President Javier Milei of Argentina won Sunday’s midterm elections, following a campaign where US President Donald Trump promised a $40 billion rescue for the nation and made further aid contingent on his Argentine counterpart’s success.
Milei’s governing La Libertad Avanza party won over 40% of votes in national elections to renew almost half of the lower house of Congress, according to tallies in local media using numbers from electoral authorities with more than 97% of votes counted.
Milei won decisive victories in key districts, sweeping away eight provinces in the vote to renew a third of the Senate, figures that exceeded analysts’ projections for Sunday’s vote.
The election, commonly regarded as a de facto referendum on the self-described anarcho-capitalist’s nearly two years in office, offered a crucial vote of confidence that strengthens Milei’s plan for a radical free-market experiment with billions of dollars in backing from the Trump administration.
In comparison, the results showed the left-leaning populist opposition movement, known as Peronism, winning over 31% of the vote, which analysts described as the alliance’s poorest performance in years.
Milei said his party went from holding just 37 seats in the lower house of Congress to 101 after Sunday’s vote. In the Senate, he said La Libertad Avanza picked up 14 more seats to end up with 20 senators.

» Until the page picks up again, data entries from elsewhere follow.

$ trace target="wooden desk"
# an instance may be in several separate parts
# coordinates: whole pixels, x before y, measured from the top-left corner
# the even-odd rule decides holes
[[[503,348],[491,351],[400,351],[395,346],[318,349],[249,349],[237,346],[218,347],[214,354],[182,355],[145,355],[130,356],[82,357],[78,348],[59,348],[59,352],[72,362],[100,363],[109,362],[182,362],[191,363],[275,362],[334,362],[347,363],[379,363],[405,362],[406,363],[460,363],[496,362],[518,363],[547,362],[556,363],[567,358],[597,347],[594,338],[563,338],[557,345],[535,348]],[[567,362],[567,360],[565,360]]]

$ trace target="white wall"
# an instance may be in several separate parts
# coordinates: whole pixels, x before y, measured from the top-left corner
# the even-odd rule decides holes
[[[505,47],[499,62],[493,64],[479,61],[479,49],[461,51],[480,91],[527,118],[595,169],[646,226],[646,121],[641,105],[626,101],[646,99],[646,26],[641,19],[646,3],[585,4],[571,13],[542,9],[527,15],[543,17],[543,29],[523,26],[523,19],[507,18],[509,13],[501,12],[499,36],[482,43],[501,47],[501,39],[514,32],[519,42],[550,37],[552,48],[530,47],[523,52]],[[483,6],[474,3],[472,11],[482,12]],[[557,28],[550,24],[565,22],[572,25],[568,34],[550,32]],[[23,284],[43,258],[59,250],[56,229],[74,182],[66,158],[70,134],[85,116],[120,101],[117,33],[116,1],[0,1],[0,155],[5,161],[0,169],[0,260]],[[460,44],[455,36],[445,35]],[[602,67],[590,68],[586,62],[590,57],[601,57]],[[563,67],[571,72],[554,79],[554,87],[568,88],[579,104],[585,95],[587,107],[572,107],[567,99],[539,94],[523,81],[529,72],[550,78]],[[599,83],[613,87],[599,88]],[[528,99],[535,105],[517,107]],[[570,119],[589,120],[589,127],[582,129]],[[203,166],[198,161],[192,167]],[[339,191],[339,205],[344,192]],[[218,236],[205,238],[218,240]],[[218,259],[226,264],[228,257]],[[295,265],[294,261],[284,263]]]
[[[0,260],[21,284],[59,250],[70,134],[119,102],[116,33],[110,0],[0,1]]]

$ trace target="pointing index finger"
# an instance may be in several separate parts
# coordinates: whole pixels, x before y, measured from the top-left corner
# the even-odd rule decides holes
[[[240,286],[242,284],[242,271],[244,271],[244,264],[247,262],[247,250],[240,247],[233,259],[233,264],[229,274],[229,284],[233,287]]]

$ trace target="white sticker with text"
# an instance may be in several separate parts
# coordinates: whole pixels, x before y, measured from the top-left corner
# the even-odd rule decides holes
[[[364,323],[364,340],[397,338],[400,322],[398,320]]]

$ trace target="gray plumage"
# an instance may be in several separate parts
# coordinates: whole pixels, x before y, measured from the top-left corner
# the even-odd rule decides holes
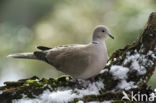
[[[114,39],[107,27],[97,26],[92,42],[86,45],[67,45],[55,48],[38,46],[40,51],[11,54],[8,57],[42,60],[75,78],[87,79],[100,72],[107,62],[105,39]]]

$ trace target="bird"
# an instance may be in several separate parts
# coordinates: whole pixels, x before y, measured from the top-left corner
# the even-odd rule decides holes
[[[37,51],[10,54],[8,58],[23,58],[44,61],[57,70],[76,79],[88,79],[97,75],[108,60],[105,40],[114,39],[108,27],[98,25],[92,33],[88,44],[71,44],[54,48],[37,46]]]

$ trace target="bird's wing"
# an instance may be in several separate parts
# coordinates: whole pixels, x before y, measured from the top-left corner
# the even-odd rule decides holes
[[[52,48],[46,47],[46,46],[37,46],[37,49],[39,49],[39,50],[49,50],[49,49],[52,49]]]
[[[70,45],[47,51],[46,58],[50,64],[63,72],[72,72],[73,74],[74,68],[79,68],[82,73],[81,69],[87,68],[89,65],[90,53],[90,45]]]

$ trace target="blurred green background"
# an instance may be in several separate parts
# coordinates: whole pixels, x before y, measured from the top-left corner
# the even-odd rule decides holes
[[[34,51],[38,45],[88,43],[93,28],[103,24],[115,37],[106,41],[110,56],[136,39],[152,11],[155,0],[1,0],[0,85],[63,74],[40,61],[7,59],[8,54]],[[149,82],[154,88],[155,79]]]

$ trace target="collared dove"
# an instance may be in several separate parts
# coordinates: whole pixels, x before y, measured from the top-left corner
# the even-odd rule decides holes
[[[106,26],[98,25],[89,44],[55,48],[38,46],[40,51],[11,54],[8,57],[45,61],[74,78],[87,79],[98,74],[106,65],[108,54],[105,39],[108,36],[114,39]]]

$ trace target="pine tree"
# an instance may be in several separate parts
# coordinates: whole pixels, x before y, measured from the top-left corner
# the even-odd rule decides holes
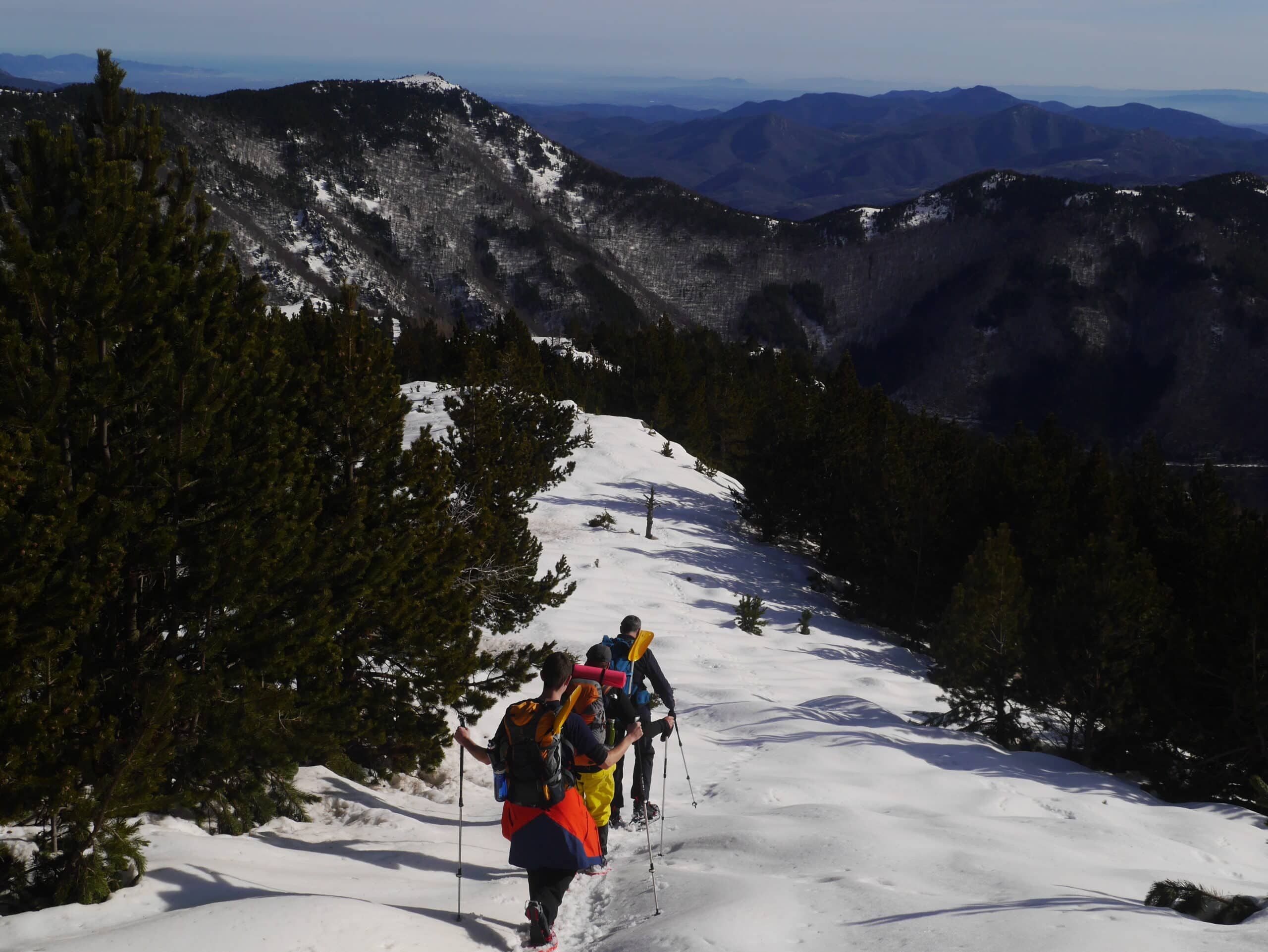
[[[32,453],[18,540],[48,543],[6,537],[0,565],[39,584],[16,592],[11,660],[51,712],[0,724],[20,747],[0,762],[20,769],[5,809],[48,825],[36,889],[57,901],[100,901],[134,865],[120,818],[176,799],[212,697],[271,721],[273,698],[235,692],[260,683],[241,650],[278,620],[260,579],[302,569],[311,520],[261,286],[122,80],[100,51],[80,134],[32,123],[14,142],[0,214],[3,333],[23,355],[3,420]]]
[[[935,681],[946,688],[945,721],[1017,743],[1030,591],[1008,526],[987,532],[955,587],[938,643]]]
[[[464,387],[445,398],[445,409],[453,420],[444,446],[453,460],[458,520],[474,545],[463,572],[477,598],[473,620],[491,631],[514,631],[576,588],[574,582],[563,586],[571,574],[566,556],[536,576],[541,544],[527,522],[533,497],[576,466],[562,463],[579,445],[572,435],[576,409],[501,384]]]
[[[766,620],[762,617],[765,614],[766,605],[762,602],[761,596],[742,595],[739,603],[735,606],[735,625],[741,631],[760,635],[762,634],[762,629],[766,627]]]
[[[1088,537],[1060,592],[1065,638],[1052,664],[1066,749],[1094,764],[1130,745],[1145,724],[1146,666],[1165,634],[1170,596],[1149,555],[1132,550],[1118,525]]]
[[[656,498],[656,487],[648,486],[647,492],[643,493],[643,508],[647,511],[647,530],[643,532],[645,539],[656,539],[652,535],[652,520],[656,516],[656,511],[661,508],[663,503],[658,502]]]

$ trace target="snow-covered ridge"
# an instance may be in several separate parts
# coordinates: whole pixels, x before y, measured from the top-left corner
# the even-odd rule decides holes
[[[383,82],[399,82],[402,86],[421,86],[425,89],[434,89],[440,93],[462,89],[462,86],[449,82],[444,76],[439,76],[434,72],[421,72],[415,76],[399,76],[394,80],[383,80]]]
[[[402,388],[406,441],[443,431],[444,392]],[[578,877],[559,920],[563,952],[1193,952],[1259,949],[1268,914],[1205,925],[1141,900],[1161,877],[1268,891],[1263,818],[1170,805],[1115,777],[981,738],[921,726],[938,690],[924,659],[836,615],[805,558],[735,522],[735,482],[695,472],[639,421],[590,416],[593,447],[538,497],[541,565],[568,555],[577,591],[522,634],[583,652],[635,612],[676,691],[682,748],[656,744],[666,806],[652,914],[647,840],[614,830],[615,866]],[[656,539],[642,499],[657,487]],[[612,530],[586,521],[601,511]],[[634,530],[634,531],[630,531]],[[739,631],[760,595],[762,636]],[[803,608],[810,634],[796,633]],[[530,693],[530,686],[524,693]],[[495,707],[473,726],[493,733]],[[683,773],[686,758],[699,807]],[[628,782],[628,781],[626,781]],[[519,946],[524,876],[506,866],[487,768],[465,764],[463,913],[458,757],[427,778],[369,788],[320,767],[311,824],[275,820],[209,837],[146,818],[150,875],[99,906],[0,918],[4,952],[483,952]],[[626,816],[629,814],[626,813]],[[3,832],[3,830],[0,830]],[[659,827],[653,851],[659,852]]]

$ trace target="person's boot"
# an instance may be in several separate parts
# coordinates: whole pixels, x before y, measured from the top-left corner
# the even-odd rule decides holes
[[[547,924],[547,910],[541,908],[539,901],[530,899],[529,904],[524,906],[524,915],[529,920],[529,939],[524,943],[525,948],[535,949],[535,952],[554,952],[559,948],[554,929]]]

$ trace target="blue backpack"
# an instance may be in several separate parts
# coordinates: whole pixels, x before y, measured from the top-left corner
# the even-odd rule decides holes
[[[634,662],[630,660],[630,648],[634,646],[634,643],[626,641],[624,638],[605,636],[604,644],[612,649],[612,671],[625,673],[626,683],[630,686],[630,701],[638,707],[650,704],[650,691],[647,688],[634,691]]]

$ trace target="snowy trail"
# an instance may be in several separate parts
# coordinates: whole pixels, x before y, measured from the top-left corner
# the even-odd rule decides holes
[[[437,406],[412,415],[411,434],[425,422],[444,422]],[[661,456],[662,437],[637,421],[590,422],[595,447],[533,516],[543,564],[567,554],[577,592],[525,636],[583,652],[638,614],[678,696],[700,805],[677,743],[657,744],[653,799],[668,757],[662,915],[644,834],[614,830],[611,875],[578,877],[564,901],[564,952],[1264,944],[1268,914],[1217,927],[1140,901],[1165,876],[1268,892],[1262,818],[1163,804],[1055,757],[919,726],[918,712],[938,707],[922,660],[836,617],[806,587],[803,559],[737,534],[725,477],[694,472],[680,446]],[[656,540],[642,535],[648,483],[664,499]],[[604,508],[616,530],[586,527]],[[770,606],[761,638],[734,625],[746,593]],[[795,631],[804,607],[810,635]],[[249,837],[160,819],[145,830],[153,846],[139,886],[101,906],[0,919],[0,949],[519,948],[524,876],[506,865],[488,771],[470,763],[465,915],[454,922],[456,768],[455,753],[434,783],[402,790],[306,769],[302,785],[323,795],[314,821]]]

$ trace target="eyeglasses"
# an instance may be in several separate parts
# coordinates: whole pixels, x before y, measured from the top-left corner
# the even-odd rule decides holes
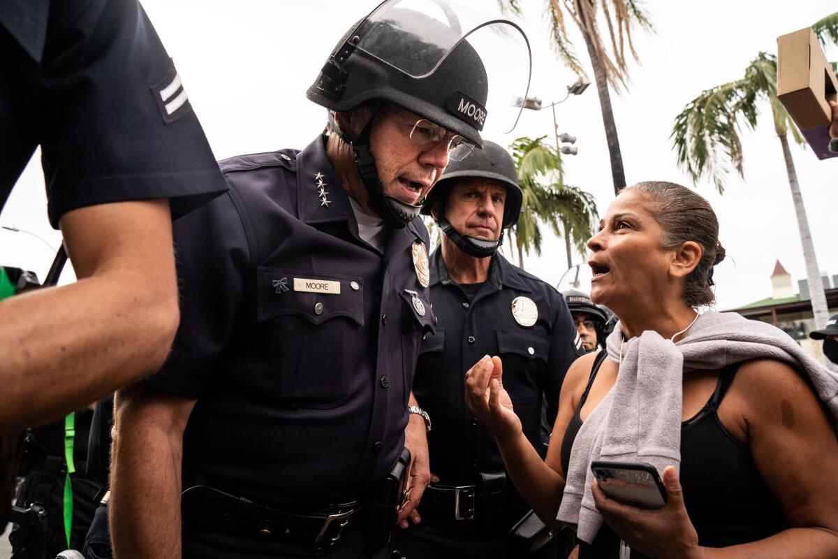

The strong showing ensures Milei will have enough support in Congress to uphold presidential vetoes, prevent an impeachment effort, and see through his ambitious plans for tax and labour reforms in the coming months.
Milei says Argentina has turned a new page
On Sunday evening, at his party headquarters in downtown Buenos Aires, Milei burst onstage and sang a few lines of the death-metal tune that has become his anthem in a raspy baritone: “I am the king of a lost world!”
Beaming as his supporters cheered, he seized on the results as evidence that Argentina had turned the page on decades of Peronism that brought the country infamy for repeatedly defaulting on its sovereign debt.
“The Argentine people left decadence behind and opted for progress,” Milei said, thanking “all those who supported the ideas of freedom to make Argentina great again.”
Perhaps never has an Argentine legislative election generated so much interest in Washington and Wall Street, particularly after US President Donald Trump indicated that he could rescind $20 billion in financial assistance to his close ally in cash-strapped Argentina if Milei lost Sunday’s vote.
But the buzz around the election abroad wasn’t felt in Argentina. Even though voting is compulsory, electoral authorities reported a turnout rate of just under 68% Sunday, among the lowest recorded since the nation’s 1983 return to democracy.
Milei, a key ideological ally of Trump
After decades of budget deficits and protectionism, Milei, a crucial Trump supporter who has cut state expenditure and liberalised Argentina’s economy, had a lot riding on Sunday’s elections.
Since the Peronist opposition’s significant loss in a provincial election last month alarmed markets and caused a peso sell-off that necessitated the unusual intervention of the US Treasury, Milei’s government has been frantically trying to prevent a currency crisis.
A series of scandals—including bribery allegations against Milei’s powerful sister, Karina Milei—hurt the president’s image as an anti-corruption crusader and hit a nerve among voters reeling from his harsh austerity measures.
But after meeting with Trump earlier this month at the White House, days after the United States agreed to give the South American country a 20 billion dollar financial lifeline, things seemed to take a new shape for Milei.
While reports suggest inflation has dropped dramatically from an annual high of 289% in April 2024 to only 32% last month as a result of the budget cuts, many Argentines are still having difficulty making ends meet.
Since Milei lowered cost-of-living increases, price hikes have surpassed wages and pensions. With the removal of subsidies by Milei, households now pay more for public transportation and electricity.
The unemployment rate is now higher than when the libertarian president took office, according to local media reports.